The plan for an interim government, which is a Soviet precondition to an agreement for troop withdrawal, would include the King. However, it is highly likely that Zahir Shah would serve in much the same way that the Royal family of Great Britain serves. On November 29, 1987 Najibullah approved a new Afghan Constitution creating an all-powerful post of president and commander-in-chief of the armed forces endowed with sweeping "emergency powers." This is the plan for a coalition government for which the Mujahideen are to lay down their arms, and which the United States has approved as representative of the Afghan people.
In the words of conservative columnist Don Feder: "Now Gorby and his Afghan Gunga Din want the West to hand them the victory they've been denied on the battlefield, and we are asked to thank Moscow in the bargain, to view the scheme as further evidence of Soviet beneficence." Just as timely is the writing of Robert Welch, founder of The John Birch Society, in his book, Again, May God Forgive Us. In it he lamented:
America was long looked to as the light of the world; a land and a people of happiness and strength; a nation that had for itself, and promoted for others wherever its influence reached, justice and honor and decency and freedom. The remembrance of that light dies slowly, even when it can no longer be seen.

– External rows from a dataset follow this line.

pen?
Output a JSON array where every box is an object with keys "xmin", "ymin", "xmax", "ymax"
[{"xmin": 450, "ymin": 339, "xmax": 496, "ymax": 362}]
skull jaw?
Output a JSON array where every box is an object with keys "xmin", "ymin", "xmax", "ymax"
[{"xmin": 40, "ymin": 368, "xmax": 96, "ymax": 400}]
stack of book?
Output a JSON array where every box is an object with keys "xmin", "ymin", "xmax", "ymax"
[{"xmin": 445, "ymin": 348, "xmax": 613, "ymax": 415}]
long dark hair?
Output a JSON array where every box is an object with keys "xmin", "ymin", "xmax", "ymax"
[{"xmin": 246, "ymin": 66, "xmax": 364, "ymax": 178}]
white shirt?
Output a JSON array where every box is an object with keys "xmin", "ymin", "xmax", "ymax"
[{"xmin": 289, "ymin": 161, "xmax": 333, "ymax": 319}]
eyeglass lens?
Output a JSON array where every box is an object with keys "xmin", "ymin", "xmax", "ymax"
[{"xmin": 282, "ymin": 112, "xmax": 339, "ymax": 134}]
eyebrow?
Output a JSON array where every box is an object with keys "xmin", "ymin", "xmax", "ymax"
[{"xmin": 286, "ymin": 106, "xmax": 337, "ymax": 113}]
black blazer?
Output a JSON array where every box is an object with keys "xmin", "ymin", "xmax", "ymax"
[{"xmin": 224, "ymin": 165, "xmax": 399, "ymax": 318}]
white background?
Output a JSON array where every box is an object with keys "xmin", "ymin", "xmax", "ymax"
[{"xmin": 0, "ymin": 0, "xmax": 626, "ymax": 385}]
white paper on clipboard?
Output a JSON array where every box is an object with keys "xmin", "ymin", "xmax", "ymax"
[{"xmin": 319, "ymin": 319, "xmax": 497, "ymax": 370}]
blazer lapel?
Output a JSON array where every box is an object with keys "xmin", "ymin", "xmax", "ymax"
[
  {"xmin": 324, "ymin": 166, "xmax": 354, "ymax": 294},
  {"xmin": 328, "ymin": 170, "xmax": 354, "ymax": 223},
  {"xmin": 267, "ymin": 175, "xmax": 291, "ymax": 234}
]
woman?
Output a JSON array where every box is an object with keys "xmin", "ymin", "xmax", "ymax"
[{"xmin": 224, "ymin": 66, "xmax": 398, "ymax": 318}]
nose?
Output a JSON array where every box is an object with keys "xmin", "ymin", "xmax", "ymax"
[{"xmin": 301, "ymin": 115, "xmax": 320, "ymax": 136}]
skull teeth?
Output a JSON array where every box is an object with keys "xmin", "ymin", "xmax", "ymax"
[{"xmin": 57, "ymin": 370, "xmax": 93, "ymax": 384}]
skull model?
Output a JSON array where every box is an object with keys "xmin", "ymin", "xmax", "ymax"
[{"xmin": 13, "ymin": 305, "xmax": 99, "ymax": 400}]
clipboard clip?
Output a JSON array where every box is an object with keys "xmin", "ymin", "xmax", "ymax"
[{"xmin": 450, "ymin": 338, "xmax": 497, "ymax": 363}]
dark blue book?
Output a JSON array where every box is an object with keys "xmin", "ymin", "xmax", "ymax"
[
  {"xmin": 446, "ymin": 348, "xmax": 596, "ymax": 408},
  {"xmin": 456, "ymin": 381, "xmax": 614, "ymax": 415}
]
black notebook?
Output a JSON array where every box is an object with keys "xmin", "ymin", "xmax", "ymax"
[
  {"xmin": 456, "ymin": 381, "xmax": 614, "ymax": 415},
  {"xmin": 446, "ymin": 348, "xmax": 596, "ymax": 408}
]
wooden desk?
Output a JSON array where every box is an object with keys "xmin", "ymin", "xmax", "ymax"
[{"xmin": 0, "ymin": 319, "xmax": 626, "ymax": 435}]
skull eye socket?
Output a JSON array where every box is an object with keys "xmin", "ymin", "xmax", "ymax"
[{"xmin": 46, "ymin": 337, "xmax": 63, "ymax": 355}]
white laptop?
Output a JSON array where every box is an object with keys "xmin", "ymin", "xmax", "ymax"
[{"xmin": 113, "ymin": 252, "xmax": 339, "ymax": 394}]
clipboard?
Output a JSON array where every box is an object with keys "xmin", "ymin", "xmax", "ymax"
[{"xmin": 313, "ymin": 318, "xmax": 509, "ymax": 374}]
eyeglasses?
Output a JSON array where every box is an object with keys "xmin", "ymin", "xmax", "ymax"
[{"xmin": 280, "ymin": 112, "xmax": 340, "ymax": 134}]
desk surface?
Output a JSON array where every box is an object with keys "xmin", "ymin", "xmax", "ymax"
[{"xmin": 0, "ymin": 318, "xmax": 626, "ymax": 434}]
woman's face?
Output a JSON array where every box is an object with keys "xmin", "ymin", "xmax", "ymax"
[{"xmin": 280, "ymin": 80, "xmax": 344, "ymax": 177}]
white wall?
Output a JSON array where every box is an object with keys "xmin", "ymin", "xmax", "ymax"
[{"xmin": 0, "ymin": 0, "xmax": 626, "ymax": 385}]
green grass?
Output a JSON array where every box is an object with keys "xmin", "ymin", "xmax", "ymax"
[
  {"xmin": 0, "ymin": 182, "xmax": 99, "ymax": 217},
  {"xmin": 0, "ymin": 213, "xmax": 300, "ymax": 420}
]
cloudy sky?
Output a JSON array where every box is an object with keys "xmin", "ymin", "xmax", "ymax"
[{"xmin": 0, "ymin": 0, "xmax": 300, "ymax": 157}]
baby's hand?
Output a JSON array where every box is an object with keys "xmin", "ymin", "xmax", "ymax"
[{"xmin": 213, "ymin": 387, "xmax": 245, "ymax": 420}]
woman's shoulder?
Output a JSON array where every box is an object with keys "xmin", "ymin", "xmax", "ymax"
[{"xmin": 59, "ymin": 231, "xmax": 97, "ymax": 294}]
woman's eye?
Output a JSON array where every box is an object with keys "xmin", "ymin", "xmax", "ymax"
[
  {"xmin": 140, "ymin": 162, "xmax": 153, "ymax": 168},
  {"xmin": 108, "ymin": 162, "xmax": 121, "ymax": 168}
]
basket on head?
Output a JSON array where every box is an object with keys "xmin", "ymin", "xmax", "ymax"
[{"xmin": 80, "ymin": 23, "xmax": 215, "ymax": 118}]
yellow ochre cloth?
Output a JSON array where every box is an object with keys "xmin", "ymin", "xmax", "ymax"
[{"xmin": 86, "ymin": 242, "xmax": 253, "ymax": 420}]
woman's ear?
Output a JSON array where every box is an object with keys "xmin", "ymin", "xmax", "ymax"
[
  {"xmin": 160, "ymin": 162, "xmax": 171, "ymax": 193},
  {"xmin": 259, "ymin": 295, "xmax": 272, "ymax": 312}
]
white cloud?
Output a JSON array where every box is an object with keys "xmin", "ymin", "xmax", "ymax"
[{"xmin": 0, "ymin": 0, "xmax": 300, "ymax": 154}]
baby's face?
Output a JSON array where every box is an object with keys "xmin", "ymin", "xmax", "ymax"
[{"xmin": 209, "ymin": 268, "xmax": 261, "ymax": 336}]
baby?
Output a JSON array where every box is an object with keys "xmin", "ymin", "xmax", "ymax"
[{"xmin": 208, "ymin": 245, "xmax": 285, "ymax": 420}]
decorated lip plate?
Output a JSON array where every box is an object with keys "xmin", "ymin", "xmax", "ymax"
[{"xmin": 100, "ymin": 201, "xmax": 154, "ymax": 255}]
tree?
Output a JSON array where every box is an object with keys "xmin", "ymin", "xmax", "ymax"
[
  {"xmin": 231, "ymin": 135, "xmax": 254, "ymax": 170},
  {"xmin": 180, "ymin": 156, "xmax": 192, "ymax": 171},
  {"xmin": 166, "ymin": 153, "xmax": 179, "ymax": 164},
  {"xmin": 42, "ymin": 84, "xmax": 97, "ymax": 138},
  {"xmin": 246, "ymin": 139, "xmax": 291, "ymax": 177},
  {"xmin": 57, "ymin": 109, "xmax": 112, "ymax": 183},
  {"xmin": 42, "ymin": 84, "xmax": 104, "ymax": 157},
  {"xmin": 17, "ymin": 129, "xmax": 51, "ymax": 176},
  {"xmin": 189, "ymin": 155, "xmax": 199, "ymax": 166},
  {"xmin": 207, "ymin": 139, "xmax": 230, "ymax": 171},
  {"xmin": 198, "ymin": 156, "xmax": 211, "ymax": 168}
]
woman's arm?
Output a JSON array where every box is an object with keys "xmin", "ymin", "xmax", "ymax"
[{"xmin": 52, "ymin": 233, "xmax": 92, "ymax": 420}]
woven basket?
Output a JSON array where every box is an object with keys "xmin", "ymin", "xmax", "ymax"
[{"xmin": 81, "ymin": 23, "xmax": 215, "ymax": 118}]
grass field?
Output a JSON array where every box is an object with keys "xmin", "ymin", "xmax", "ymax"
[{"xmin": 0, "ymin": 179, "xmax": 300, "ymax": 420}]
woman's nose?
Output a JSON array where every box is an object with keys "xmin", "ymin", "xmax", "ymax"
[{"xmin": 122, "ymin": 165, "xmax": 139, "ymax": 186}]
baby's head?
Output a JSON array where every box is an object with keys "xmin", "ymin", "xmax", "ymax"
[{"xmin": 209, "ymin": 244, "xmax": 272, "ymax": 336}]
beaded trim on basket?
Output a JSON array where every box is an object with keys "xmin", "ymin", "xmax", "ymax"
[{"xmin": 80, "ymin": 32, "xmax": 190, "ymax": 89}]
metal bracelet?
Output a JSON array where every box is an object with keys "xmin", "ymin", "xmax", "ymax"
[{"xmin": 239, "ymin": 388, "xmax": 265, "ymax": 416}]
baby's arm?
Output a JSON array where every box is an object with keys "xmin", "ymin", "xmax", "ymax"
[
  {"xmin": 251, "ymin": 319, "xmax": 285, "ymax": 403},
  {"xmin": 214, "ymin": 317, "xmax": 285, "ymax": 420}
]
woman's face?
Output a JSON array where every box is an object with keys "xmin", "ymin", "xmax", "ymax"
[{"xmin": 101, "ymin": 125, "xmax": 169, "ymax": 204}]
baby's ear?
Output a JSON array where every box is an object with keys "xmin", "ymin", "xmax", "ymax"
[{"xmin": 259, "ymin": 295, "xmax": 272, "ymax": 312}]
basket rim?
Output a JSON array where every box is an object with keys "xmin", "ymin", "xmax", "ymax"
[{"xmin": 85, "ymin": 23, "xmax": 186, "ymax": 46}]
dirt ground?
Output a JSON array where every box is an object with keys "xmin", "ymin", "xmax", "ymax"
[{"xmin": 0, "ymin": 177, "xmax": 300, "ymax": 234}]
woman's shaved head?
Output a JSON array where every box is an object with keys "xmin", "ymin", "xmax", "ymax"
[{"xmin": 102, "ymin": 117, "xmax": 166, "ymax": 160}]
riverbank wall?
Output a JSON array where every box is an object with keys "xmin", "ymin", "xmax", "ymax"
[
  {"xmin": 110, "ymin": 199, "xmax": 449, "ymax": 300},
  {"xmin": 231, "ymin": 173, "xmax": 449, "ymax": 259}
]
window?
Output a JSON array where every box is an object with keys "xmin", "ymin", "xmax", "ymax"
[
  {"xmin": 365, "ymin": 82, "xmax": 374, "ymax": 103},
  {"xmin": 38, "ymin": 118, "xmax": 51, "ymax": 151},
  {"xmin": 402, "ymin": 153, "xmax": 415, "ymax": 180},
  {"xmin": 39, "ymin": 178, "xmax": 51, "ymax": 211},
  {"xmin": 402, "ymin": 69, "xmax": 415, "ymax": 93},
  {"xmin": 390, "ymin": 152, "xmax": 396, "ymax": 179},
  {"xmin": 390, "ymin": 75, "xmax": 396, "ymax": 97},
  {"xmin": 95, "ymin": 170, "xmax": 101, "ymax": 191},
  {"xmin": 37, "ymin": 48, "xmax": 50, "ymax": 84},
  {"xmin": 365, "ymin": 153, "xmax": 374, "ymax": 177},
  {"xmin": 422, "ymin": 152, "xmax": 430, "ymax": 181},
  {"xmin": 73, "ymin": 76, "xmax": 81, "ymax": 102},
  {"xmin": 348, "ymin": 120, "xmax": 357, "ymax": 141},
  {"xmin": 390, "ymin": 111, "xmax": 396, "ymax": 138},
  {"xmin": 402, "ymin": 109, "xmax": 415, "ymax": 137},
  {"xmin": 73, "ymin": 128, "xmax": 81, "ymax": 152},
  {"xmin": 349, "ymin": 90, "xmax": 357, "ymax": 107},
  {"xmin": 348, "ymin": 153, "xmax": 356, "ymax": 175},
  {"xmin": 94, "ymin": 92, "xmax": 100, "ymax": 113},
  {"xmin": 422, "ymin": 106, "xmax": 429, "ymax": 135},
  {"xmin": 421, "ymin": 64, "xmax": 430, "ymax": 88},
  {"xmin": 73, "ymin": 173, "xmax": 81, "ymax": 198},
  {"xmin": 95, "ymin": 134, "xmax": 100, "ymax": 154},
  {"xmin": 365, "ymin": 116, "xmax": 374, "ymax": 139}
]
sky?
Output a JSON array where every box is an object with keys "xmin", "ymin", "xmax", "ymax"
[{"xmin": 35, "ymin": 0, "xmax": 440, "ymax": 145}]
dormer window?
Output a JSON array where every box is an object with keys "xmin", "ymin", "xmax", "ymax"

Today in Poland, in China, in Czecho-Slovakia, in numberless areas behind the Iron Curtain, there are millions of families -- like yours and mine -- which have been decimated, starved, and frightened into abject submission; but which still cling to the dream that presently, maybe even next week or next year, the United States is going to come, in all its beneficent majesty, to rescue them from the inhuman tyranny which owns them now. In their moments of greatest misery or despair they ask the question: "When will the Americans come?" The Americans, unfortunately, all of us, are busy playing our little games; while our government, far from worrying about how the Iron Curtain might ever be lifted, is frequently lending a hand -- as to Mao in China -- to those who are trying to bring down another section of the curtain to swallow up another piece of the globe.